Even Democratic mayoral candidate Melina Kennedy seemed unsure of a strategy for keeping Circle Centre vibrant. But so did the mayor’s minions.

Lotter and Indianapolis Downtown’s chief Tamara Zahn told me on air that convention and visitor business was the key to Circle Centre retailers’ success.

But that’s not who the mall was designed for.

Circle Centre was designed to be a regional mall, pulling customers from the entire metro area. Visitor and convention business was to be gravy.

Who are Circle Centre’s customers? Scarborough Research, utilized by every major Indy media, estimates 176,400 metro adults shop every three months. That ranks Circle Centre sixth among area malls.

Castleton’s solidly in first, followed by Greenwood. Metropolis Mall in Plainfield is third, then the Fashion Mall, the Edinburgh Outlet Mall, then Circle Centre, with Washington Square close behind.

The profile of Circle Centre and Fashion Mall customers are remarkably similar. Half of both malls’ customers earn over $75,000 yearly. Over 45 percent are college graduates and the ages of both are concentrated between 25 to 54. A higher percentage of Blacks (16.5 percent) shop at Circle Centre versus 12 percent at the Fashion Mall.

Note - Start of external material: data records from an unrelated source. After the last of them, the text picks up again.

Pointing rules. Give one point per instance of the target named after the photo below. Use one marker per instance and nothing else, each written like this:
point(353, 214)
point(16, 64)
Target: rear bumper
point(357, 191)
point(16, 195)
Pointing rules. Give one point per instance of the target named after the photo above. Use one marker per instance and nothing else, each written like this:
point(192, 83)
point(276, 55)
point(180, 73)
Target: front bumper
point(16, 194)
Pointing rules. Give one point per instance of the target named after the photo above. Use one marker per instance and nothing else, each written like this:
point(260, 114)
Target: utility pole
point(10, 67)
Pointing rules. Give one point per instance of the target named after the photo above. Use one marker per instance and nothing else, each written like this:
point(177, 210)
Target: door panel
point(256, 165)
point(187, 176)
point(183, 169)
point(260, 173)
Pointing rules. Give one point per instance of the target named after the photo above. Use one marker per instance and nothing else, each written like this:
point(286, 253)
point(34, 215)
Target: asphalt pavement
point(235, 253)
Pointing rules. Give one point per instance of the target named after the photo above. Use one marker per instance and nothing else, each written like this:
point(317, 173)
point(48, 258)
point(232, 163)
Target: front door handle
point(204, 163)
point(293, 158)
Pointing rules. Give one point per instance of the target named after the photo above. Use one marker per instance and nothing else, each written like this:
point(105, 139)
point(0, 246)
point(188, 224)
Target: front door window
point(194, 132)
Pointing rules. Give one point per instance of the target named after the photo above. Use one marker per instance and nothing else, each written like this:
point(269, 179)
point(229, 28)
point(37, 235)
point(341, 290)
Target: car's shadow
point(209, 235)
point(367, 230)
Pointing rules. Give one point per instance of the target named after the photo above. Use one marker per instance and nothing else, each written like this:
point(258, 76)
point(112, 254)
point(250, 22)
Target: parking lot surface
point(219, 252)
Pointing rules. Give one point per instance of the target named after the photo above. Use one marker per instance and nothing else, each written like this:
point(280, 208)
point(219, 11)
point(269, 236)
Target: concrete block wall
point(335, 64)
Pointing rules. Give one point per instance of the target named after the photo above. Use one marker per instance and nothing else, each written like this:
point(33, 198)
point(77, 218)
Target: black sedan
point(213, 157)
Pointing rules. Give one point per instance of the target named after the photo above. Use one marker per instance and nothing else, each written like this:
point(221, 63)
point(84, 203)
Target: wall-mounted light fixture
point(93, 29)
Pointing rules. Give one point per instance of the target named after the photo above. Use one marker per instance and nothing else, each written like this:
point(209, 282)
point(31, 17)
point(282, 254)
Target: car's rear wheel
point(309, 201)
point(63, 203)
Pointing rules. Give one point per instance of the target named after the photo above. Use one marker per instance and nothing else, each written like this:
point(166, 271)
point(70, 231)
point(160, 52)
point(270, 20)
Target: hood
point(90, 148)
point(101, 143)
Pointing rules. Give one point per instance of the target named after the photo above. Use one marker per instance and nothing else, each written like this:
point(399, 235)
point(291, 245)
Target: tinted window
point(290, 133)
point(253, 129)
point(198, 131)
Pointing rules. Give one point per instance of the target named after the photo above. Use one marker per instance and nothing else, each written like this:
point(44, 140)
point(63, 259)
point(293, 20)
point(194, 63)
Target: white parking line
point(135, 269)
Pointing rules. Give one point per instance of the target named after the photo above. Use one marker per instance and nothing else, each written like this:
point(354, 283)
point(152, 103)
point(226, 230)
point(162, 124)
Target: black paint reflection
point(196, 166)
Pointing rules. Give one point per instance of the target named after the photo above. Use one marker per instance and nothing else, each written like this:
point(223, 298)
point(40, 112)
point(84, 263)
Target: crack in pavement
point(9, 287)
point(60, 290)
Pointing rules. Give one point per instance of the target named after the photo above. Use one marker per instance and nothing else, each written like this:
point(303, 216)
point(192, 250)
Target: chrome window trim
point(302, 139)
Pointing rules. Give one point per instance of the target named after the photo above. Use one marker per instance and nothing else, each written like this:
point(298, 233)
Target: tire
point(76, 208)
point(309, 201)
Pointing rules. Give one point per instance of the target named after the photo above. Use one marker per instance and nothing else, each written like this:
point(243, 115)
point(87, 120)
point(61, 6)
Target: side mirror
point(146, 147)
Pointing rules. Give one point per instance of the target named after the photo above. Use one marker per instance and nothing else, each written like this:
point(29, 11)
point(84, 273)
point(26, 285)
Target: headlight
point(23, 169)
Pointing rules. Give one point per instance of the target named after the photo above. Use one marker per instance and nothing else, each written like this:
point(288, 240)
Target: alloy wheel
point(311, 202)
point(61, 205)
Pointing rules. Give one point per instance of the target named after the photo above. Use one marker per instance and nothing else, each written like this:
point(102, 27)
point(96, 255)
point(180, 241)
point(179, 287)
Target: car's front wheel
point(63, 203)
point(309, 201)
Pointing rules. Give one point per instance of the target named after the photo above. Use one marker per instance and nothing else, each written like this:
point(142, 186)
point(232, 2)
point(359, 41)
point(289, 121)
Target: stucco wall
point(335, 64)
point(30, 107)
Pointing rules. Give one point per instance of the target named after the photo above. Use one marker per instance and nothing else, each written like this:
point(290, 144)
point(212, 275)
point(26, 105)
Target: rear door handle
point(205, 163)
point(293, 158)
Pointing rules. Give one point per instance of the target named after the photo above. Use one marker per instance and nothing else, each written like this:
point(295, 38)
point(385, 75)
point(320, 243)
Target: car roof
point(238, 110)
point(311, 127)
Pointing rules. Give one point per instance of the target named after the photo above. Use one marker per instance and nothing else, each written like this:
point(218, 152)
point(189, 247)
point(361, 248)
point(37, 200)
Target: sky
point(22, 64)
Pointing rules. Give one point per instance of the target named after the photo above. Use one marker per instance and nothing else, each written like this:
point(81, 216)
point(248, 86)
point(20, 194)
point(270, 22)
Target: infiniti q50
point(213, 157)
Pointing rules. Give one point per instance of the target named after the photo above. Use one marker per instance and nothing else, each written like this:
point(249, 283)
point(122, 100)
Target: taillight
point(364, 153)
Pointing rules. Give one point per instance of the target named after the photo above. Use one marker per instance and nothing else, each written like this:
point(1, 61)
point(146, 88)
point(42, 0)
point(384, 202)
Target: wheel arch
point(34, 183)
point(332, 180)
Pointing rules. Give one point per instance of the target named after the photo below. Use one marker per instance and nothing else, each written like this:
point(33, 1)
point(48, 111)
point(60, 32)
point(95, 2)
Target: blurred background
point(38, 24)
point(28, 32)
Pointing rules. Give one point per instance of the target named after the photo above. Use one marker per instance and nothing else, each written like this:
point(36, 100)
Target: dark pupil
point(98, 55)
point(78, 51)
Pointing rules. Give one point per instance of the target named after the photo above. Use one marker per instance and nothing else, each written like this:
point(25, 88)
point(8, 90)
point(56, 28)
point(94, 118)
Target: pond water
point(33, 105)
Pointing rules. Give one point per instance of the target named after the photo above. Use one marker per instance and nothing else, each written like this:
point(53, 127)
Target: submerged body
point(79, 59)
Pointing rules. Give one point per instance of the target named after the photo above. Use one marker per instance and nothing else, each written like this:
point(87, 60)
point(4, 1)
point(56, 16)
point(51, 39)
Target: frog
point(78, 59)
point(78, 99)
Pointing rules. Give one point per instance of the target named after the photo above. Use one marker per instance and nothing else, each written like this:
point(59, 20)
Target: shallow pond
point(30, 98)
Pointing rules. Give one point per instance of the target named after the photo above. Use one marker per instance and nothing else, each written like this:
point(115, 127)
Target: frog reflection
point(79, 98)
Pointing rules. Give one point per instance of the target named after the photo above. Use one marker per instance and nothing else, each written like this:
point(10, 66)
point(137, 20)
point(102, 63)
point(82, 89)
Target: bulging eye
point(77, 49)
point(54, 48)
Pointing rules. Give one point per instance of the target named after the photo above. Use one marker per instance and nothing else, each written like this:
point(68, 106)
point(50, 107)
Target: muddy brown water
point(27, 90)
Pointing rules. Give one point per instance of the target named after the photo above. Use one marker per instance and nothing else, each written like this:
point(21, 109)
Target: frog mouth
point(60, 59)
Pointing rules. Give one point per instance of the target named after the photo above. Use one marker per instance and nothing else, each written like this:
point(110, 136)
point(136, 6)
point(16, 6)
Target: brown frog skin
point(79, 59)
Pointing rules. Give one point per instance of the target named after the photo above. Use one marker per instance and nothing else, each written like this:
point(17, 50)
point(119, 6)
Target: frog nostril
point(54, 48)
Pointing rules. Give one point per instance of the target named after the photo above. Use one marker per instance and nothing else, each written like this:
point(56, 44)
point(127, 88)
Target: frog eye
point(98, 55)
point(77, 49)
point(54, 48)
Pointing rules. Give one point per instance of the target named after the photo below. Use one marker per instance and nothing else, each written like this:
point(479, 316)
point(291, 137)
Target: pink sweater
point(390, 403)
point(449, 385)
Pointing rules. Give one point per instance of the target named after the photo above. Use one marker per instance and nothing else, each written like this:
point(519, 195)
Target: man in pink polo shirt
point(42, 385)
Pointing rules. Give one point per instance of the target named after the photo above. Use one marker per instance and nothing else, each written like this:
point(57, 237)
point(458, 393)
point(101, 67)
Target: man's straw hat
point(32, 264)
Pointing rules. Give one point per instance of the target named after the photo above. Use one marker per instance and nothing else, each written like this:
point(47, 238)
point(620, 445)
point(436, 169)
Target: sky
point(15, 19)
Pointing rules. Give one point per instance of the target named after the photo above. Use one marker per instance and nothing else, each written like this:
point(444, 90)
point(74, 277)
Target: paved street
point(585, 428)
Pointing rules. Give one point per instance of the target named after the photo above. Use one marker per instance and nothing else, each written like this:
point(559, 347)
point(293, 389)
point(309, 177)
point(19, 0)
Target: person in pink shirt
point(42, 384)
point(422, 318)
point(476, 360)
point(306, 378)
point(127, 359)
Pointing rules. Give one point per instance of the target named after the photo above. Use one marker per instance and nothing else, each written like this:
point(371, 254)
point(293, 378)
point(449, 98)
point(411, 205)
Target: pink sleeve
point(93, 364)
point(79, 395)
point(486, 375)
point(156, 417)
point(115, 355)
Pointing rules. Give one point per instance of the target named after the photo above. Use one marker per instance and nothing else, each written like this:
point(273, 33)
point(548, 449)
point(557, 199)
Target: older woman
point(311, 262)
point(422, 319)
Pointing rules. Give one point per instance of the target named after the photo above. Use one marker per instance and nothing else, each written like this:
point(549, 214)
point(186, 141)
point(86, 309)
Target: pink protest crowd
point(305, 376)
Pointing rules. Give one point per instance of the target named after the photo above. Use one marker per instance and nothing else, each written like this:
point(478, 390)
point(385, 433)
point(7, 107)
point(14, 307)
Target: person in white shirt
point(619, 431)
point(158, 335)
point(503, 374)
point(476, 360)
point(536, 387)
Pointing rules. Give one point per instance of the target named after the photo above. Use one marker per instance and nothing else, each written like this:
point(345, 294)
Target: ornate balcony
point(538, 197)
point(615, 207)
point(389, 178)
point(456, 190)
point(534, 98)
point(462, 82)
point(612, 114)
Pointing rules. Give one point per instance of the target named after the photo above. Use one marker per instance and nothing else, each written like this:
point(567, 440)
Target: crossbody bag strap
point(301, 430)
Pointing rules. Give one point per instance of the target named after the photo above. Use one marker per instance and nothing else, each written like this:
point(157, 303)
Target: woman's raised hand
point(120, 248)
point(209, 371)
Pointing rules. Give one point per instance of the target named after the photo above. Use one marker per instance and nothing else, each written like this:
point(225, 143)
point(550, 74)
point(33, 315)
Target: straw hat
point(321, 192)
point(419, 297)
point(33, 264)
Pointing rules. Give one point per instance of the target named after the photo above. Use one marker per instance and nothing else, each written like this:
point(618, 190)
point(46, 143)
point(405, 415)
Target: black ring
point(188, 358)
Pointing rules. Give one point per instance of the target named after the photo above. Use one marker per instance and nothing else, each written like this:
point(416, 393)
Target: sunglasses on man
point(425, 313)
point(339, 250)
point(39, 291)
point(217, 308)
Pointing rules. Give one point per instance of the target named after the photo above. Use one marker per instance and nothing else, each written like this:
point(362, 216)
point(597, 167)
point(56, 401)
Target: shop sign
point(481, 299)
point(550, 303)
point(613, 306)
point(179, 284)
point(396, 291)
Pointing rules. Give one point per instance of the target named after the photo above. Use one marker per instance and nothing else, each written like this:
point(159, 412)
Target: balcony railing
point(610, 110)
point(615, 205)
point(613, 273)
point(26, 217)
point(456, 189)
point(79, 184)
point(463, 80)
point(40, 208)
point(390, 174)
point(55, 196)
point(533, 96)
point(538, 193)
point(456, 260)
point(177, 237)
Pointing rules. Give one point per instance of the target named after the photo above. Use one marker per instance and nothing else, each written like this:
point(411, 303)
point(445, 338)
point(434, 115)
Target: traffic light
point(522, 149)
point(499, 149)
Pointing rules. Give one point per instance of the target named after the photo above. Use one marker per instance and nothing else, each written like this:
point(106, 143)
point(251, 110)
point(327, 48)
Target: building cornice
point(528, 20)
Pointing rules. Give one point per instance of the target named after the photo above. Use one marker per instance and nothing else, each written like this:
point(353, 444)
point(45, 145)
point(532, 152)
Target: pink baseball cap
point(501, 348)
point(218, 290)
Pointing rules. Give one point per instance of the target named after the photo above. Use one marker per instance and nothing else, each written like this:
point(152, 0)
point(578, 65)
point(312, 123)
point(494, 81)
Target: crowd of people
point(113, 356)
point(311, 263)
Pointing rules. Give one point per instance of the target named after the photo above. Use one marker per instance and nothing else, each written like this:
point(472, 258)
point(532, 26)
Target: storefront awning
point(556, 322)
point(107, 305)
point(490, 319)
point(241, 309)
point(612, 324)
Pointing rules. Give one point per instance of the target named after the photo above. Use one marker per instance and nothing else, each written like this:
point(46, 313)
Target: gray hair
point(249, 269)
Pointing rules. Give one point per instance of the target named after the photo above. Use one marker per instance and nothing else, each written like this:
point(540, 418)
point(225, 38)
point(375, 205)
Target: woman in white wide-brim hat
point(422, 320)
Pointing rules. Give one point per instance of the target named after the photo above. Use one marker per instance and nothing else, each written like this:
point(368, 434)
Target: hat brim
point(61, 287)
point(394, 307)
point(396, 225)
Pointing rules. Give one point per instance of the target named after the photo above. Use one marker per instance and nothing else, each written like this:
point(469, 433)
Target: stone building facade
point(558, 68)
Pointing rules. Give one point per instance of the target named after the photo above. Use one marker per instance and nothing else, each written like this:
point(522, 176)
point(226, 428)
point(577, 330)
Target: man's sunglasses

Based on that profile, Nordstrom should’ve been a lock both downtown and Keystone. But, Simon, the conglomerate who runs Circle Centre doesn’t promote shopping at Circle Centre the way they do Greenwood, Castleton and the Fashion Mall.

Zahn says downtown residents are Circle Centre’s base. So does rookie Indianapolis Star columnist Erika Smith.

Both ignore the demographic realities. Despite growth in two inner downtown neighborhoods, the population within two miles of Circle Centre declined 5.4 percent since 2000; from 36,054 to 34,097.

Downtown residents alone can’t support Target, Best Buy or the rumoredl hordes of potential successors to Nordstrom’s vacancy.

City leaders and more importantly the aloof, arrogant executives at Simon need to get their heads out of their whatevers and return to the strategy that made Circle Centre successful. Create reasons to shop downtown for metro and regional shoppers. Not create a mall for visitors and the small downtown residential crowd only.

The latter is a prescription for downtown and Indianapolis disaster!

What I’m hearing

in the streets

New data released by the 2010 Census continues to show an extremely complex and complicated Indianapolis/Marion County.

Drastic change has occurred in the composition of Indianapolis’ households. Nationally, married couple families are now a minority of American households, just 48.4 percent. Statewide, just 49.6 percent of Hoosier households are married ones. But slightly more than a third of Indianapolis/Marion County’s 366,166 households, 36.9 percent are married households; the lowest percentage of Indiana’s 92 counties.

Of the state’s 92 counties, Indianapolis/Marion County has the second highest percentage of single female-headed households, right behind Lake County. Indy also has the state’s third highest percentage of non-family households (40.4 percent) and of households living alone (32 percent).

Homeownership also declined in Indianapolis during the century’s first decade. The number of households owning their homes dropped 1,976 or 0.9 percent.

Homeowners declined in Center (-20.1 percent), Warren (-3.7 percent), Washington (-4.4 percent) and Wayne (-10.8 percent) townships.

In weeks, the Census will release detailed data on our African-American that will answer questions about the depth of change Indianapolis is undergoing.